Pílulas


         Vinham de várias fontes, impressas em retalhos de papel, veiculando temas espíritas. Eram as famosas mensagens.

         Heloísa costumava oferecê-las aos doentes de um leprosário que visitava mensalmente.

         Guardava, porém, suas dúvidas. Haveria proveito real desse trabalho? Alguma repercussão naqueles infelizes, segregados da sociedade?

         Pensava nisso particularmente quando as oferecia a um doente relativamente jovem, mas já marcado dolorosamente pela hanseníase: nariz deformado, dedos atrofiados e extensas lesões na pele.

         Não era de conversar. Pouco sabia dele, além do fato de estar praticamente abandonado pela família, o que não era novidade. Costumava acontecer com grande parte das vítimas do terrível mal.
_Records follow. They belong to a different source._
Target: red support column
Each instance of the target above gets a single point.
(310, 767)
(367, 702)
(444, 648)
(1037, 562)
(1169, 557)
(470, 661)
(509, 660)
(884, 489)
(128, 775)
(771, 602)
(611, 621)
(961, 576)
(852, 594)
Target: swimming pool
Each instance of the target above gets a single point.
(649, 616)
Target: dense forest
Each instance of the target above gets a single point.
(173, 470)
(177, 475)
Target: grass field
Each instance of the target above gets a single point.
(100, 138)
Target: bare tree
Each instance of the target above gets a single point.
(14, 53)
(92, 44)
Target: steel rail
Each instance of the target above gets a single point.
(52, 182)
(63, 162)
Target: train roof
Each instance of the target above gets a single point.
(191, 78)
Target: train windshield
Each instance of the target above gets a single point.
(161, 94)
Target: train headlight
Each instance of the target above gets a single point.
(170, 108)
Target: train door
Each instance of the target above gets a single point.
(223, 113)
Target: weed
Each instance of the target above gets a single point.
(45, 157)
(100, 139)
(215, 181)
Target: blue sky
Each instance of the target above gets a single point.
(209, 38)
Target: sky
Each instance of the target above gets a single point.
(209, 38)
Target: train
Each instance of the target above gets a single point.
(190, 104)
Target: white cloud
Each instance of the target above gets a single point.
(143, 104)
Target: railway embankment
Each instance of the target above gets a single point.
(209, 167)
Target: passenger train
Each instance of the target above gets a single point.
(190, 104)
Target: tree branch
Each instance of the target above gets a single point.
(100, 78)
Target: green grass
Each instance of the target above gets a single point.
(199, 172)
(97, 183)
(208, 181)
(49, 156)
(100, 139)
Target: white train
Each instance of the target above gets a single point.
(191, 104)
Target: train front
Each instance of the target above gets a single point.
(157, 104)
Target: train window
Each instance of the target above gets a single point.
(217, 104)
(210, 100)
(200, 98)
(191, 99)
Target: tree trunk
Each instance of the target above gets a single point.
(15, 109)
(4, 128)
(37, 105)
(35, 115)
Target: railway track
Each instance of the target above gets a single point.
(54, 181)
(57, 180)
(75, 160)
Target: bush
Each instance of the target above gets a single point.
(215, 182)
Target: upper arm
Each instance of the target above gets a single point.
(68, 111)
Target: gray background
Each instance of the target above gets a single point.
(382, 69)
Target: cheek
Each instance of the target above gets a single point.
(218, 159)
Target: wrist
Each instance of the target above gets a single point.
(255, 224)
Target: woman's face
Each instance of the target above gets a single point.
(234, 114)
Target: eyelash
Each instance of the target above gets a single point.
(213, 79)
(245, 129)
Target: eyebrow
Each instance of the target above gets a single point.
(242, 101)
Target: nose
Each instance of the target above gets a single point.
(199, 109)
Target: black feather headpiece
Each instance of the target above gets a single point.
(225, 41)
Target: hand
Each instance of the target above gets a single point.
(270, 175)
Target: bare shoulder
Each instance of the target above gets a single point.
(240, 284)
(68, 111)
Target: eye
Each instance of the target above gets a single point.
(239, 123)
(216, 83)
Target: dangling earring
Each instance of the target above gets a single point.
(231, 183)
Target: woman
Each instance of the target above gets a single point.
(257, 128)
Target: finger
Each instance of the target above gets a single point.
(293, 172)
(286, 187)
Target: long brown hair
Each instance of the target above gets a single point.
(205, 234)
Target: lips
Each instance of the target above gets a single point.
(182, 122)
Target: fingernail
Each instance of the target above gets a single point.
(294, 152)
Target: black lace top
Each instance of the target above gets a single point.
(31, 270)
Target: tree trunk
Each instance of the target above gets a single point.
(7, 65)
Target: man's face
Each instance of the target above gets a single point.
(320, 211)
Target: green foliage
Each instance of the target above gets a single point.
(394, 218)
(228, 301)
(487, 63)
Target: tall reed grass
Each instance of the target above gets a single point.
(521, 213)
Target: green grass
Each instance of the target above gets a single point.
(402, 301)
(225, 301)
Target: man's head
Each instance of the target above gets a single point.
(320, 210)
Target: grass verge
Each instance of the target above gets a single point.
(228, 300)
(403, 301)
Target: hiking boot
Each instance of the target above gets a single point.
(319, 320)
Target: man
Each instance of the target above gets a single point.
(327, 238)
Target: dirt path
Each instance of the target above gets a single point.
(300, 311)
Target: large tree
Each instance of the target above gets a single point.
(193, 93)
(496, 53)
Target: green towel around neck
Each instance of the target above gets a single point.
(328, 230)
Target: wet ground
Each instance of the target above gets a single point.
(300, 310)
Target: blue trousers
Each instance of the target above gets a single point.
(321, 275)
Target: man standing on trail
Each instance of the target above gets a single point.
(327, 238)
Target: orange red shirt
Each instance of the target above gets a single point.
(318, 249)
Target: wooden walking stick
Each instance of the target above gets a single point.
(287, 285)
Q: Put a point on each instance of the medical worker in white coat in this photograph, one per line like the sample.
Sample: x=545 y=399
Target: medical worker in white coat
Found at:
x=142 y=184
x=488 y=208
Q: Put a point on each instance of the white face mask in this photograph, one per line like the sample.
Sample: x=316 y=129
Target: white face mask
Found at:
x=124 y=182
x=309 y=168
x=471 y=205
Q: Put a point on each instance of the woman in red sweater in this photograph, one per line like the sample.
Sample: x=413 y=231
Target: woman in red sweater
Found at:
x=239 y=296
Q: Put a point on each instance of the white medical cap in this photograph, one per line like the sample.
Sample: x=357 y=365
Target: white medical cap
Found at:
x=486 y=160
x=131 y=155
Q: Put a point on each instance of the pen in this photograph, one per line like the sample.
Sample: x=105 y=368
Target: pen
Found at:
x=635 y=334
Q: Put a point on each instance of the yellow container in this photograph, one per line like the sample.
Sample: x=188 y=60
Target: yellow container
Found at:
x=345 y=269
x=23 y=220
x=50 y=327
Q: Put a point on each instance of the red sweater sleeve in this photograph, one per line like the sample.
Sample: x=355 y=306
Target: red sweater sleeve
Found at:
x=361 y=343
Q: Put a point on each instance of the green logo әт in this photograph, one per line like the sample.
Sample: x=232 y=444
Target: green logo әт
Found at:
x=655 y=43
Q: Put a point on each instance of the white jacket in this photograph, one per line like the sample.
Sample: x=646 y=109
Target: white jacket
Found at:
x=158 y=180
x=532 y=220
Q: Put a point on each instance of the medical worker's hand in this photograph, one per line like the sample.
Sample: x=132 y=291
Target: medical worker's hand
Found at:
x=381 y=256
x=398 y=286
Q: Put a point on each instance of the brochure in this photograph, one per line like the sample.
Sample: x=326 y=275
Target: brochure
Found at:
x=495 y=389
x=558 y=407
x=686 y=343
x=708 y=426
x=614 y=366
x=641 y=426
         Distinguia-o o uso permanente de um chapéu de feltro, com abas largas curiosamente dobradas para baixo, como se tentasse esconder parte de sua ruína física. Habituou-se a identificá-lo como o “moço do chapéu”.

         Ele recebia as mensagens e, invariavelmente, colocava-as no bolso do pijama, limitando-se a dizer:

         - Obrigada. Lerei depois...

         “Lerá mesmo?” – perguntava-se a visitante. Acreditava que não, mas continuava a entregar-lhe as papeletas, repetindo-se o gesto e a promessa:

         - Lerei depois...

         Passou o tempo. Heloísa, chamada a outros afazeres, deixou de ir ao hospital. Perdeu o contato com o “moço do chapéu”.

         No desdobrar dos anos continuou envolvida na distribuição de mensagens, em outros setores, mas sempre com suas dúvidas.

         Certa feita participava de uma reunião espírita quando, pela vidência mediúnica, apresentou-se um espírito de aparência jovem e sorridente, que lhe perguntou:

         - Lembra-se de mim?

         Não lhe era estranho. Conhecia-o sim, mas de onde?

         O visitante pôs um estranho chapéu, de abas largas dobradas para baixo...

         - Ah! O “moço do chapéu”!...

         - Sem hanseníase e sem tristezas! Limpo e feliz! Agradeço a Deus pela oportunidade de meu resgate e à senhora pelas mensagens. Eu as lia constantemente. Foram abençoadas pílulas de estímulo e consolo. Aprendi muito com elas!

         Desde então Heloísa deixou de questionar a validade daquele trabalho, desenvolvendo-o com redobrada disposição.